While proponents of military intervention argue it is needed to maintain the nation’s strength and credibility, Boustany said it would show weakness to approve a few airstrikes without any “political endgame.”
“The last thing I want to do is to fall into a trap with this,” he added.
Alexander expressed similar opinions in an email response.
“At this time, I do not feel it is in our best interests to take military action,” Alexander stated. “However, I would like to be equipped with all possible knowledge, and until next week after briefings and a thorough congressional debate, it is premature to make a firm decision one way or the other.”
While no member of the delegation is backing military action yet, U.S. Rep. Cedric Richmond, D-New Orleans, came the closest to saying something should be done.

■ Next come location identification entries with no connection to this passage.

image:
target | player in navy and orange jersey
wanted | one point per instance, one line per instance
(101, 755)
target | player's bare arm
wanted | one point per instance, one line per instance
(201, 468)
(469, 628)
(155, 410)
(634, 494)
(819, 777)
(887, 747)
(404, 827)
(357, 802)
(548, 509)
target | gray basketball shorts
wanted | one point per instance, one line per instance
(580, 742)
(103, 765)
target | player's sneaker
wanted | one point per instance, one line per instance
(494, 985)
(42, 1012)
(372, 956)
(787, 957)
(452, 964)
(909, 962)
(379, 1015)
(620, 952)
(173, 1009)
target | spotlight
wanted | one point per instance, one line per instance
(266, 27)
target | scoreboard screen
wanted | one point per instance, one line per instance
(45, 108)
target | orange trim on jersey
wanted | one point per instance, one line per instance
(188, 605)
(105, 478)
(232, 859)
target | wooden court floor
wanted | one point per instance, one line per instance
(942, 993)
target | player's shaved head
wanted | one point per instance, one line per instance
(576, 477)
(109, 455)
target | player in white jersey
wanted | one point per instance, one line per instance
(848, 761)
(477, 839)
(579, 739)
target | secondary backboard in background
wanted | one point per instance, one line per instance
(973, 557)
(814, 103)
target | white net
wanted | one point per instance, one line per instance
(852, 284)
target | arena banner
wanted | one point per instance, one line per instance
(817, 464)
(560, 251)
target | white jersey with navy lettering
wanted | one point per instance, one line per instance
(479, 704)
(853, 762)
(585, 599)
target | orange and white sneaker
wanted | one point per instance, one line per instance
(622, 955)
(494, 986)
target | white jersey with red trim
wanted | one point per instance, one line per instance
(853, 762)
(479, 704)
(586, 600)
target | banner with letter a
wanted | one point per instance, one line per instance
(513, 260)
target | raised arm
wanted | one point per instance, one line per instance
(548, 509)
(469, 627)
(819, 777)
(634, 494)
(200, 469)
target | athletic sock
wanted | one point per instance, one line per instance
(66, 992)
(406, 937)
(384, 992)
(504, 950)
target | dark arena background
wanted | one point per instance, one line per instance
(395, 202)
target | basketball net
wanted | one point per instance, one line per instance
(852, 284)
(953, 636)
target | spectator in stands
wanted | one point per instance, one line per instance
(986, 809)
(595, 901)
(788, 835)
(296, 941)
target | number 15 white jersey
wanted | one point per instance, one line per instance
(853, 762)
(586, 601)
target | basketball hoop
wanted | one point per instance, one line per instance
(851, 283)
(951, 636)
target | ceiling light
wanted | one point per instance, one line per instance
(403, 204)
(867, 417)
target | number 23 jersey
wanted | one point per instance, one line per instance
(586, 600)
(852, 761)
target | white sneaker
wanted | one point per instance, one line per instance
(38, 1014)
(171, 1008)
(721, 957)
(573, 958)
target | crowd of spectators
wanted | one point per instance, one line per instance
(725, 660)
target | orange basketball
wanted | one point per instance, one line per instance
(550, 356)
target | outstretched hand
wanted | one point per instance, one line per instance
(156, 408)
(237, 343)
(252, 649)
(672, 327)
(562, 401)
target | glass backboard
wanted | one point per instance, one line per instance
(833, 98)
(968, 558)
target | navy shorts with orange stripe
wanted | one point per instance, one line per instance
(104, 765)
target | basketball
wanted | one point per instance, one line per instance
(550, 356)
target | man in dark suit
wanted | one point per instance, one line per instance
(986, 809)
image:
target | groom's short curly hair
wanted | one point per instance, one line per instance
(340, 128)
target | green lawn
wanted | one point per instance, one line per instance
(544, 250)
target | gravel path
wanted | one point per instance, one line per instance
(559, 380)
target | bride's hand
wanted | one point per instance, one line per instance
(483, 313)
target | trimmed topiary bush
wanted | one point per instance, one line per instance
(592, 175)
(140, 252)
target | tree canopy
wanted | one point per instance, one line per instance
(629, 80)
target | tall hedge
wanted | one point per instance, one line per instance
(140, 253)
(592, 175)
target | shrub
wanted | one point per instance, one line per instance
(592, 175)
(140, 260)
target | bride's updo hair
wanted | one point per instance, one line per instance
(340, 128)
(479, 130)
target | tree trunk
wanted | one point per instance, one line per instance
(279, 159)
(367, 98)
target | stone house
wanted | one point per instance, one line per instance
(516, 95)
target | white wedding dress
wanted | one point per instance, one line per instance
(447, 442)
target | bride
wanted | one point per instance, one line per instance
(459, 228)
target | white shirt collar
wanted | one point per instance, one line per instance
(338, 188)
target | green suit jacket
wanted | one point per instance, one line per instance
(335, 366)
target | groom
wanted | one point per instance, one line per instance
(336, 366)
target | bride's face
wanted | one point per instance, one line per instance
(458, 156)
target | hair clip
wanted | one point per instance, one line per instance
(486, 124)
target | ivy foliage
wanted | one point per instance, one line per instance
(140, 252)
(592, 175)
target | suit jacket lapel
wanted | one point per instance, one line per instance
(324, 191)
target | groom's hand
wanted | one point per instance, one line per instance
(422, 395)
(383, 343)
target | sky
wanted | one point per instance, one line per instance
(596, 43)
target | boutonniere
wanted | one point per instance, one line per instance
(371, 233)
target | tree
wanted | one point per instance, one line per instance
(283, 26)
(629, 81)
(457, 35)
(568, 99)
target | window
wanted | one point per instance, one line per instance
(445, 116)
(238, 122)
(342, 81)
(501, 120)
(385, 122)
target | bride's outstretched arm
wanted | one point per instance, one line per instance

“I support President Obama’s decision to engage with Congress as we join the global community to ensure that this grave human offense is addressed,” Richmond said in a prepared statement. “When the Assad regime decided to rain chemical warfare on more than 1,400 people, including 400 children, it became a matter of national security.”
Fleming, however, argued this is not a national security matter while announcing his opposition.
“I cannot condone putting our Armed Forces in harm’s way or committing our military resources to a situation that is so filled with uncertainty and volatility,” Fleming said in his announcement. “Our national security is not under threat from the Syrian civil war and President Obama has shown no clear objective that would be accomplished by launching missiles into Syria. Action by our military could tip the scales in the direction of forces supported by Al-Qaida, which is an avowed enemy of the United States.”
U.S. Sen. David Vitter said he still has a lot of “serious concerns” after participating Wednesday in a classified Senate Armed Services Committee meeting on the topic.
“This classified hearing with the Defense Secretary and Chairman of the Joint Chiefs was important and helpful,” Vitter said in an email response. “But the bottom line is I walked into it with serious concerns about the president’s plan and walked out with the same concerns. I’m thinking through these very carefully.”
Others also are waiting for more information before making decisions.
“Using military force in Syria is a serious matter, and the president is correct to seek Congressional approval,” U.S. Sen. Mary Landrieu said in a prepared statement. “I will carefully examine the facts in the coming days as Congress debates what the appropriate action is.”
U.S. Rep. Bill Cassidy, R-Baton Rouge, said Wednesday that he still needs to hear the full case made by the administration. “The president needs to make the case that this is vital to the interests of American safety,” he said.
U.S. Rep. Steve Scalise, R-Jefferson, said it is good that Obama is reaching out to Congress, but he withheld any further judgment for now.
“Any action taken by the United States must be carefully considered in terms of what is in the best interest of our nation and our close allies in the region, especially Israel,” Scalise said in a prepared statement. “The authorization to use limited military force should depend on clear military objectives and policy goals, and I look forward to the debate after these details have been laid out by the administration.”